The post aims to provide an intuitive perspective for RL for LLMs. We aim to keep things simple, with no math or implementation details. One may refer to the appendix at the end for a more detailed and principled treatment.
There are so many amazing things about the current paradigm like the elegance of GRPO advantage calculations or Rubrics and LLMs-as-judges. We shall treat those some other day.
At a meta-level, it's perhaps useful to trace back how we got here and question why we do things the way we do. Especially for relatively-new entrants like me who weren't around for "the first wave of RL", or don't have principled intuitions to intuitively understand SSL vs RL. Having no formal baggage helps :)
We may conclude on this note to tie things together:
You are tasked with learning a distribution or a policy that learns to predict the next token well enough. It is obviously unlikely that this policy alone would explicitly elicit abilities that, say act in accordance with a more useful and relevant policy ex. getting an answer right or being aligned with human preferences. Or even more specific abilities like "outputting a sentence in reverse, character-level".
The good thing is that a pre-trained base has extremely strong priors that we can bootstrap these specific abilities out of.
Self-supervised learning is fundamentally distribution learning. During pre-training, the model builds an approximation of the statistical patterns in their training distribution - call this target distribution T. When given input text, the model contextualizes where that input sits within its learned distribution and generates continuations that follow the natural statistical flow of that space. This is what naive next-token prediction accomplishes: it teaches the model to follow the probability gradients toward the most statistically likely completions. It happens so that this naive self-supervised learning stage imbues the model with many implicit "emergent" abilities. This is a property that emerges from the nature of the distribution being learnt. Perhaps that deserves a post of its own. It's an obvious insight but an elegant one.
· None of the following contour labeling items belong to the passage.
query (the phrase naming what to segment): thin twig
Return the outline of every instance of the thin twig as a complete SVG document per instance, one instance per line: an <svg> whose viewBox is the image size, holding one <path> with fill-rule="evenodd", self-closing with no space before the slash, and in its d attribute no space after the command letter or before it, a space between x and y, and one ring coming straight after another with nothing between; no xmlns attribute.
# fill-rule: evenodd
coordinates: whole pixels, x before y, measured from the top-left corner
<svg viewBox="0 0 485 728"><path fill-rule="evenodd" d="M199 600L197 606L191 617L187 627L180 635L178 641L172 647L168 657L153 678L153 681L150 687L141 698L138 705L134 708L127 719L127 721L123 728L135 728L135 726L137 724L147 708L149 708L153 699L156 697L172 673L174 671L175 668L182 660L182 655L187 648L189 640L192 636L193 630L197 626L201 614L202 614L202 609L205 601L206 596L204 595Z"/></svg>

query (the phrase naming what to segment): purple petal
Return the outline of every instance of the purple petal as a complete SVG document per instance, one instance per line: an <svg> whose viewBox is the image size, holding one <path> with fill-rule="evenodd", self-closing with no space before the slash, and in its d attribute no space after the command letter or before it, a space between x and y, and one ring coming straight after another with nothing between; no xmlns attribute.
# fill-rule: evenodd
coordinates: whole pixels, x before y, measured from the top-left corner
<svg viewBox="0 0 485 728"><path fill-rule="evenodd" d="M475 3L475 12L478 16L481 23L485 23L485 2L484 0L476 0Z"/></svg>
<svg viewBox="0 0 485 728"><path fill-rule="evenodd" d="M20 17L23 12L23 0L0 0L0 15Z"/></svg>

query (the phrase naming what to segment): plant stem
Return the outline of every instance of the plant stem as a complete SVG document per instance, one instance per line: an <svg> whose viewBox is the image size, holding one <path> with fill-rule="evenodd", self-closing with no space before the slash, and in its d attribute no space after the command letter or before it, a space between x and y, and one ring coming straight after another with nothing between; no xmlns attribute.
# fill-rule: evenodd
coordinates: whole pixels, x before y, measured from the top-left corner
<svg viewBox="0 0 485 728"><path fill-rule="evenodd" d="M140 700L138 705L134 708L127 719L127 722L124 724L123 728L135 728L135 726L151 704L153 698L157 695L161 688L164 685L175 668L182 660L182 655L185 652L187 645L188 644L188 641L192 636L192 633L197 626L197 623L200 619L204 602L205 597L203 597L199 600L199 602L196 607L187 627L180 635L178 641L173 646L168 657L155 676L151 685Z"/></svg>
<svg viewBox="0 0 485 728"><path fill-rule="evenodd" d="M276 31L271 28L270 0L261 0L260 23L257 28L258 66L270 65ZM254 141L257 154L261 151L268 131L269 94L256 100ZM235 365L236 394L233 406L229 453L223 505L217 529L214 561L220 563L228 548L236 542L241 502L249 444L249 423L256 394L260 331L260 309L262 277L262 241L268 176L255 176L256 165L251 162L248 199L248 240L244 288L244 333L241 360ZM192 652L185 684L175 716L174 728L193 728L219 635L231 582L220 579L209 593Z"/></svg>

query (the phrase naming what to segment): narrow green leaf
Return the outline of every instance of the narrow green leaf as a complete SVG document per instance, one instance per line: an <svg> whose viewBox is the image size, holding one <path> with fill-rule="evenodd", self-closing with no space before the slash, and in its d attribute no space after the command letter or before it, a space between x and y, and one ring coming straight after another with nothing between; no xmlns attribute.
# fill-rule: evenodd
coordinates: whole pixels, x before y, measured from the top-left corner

The major gripe then is that increasing statistical likeliness of outputting a target distribution (internet-scale text corpuses) means little for developing "useful" distributions. Simple illustration: The LLM is a map and you want to elicit a specific feature, say a simple factual query like "What is the capital of France?", there is little chance this query works and elicits a factual and helpful answer on a pre-trained base. The pre-trained bases will simply predict tokens that are likeliest to lead that sentence, however it appears within training data. It is post-training stages like instruction tuning or RLHF that somewhat nudge the distribution so the natural flow of information through LLMs leads to something more than just the likeliest next token.
Learning to predict the next-token on a grade-school math textbook does not guarantee a test-time ability to get questions of those levels right. The good thing is that some latent abilities or representations emerge and the question is about developing generalised methods that elicit them well.
(Post)-training methods like RL don't replace this distributional knowledge but they redirect it. Instead of following the natural gradients of T toward high-probability regions, RL trains the model to follow gradients toward different regions that score higher on human preference models. This creates an interesting tension: the model's core capacity comes from learning T through massive pre-training compute, but its usefulness requires systematically steering away from T's natural flow patterns toward completions that better serve human goals.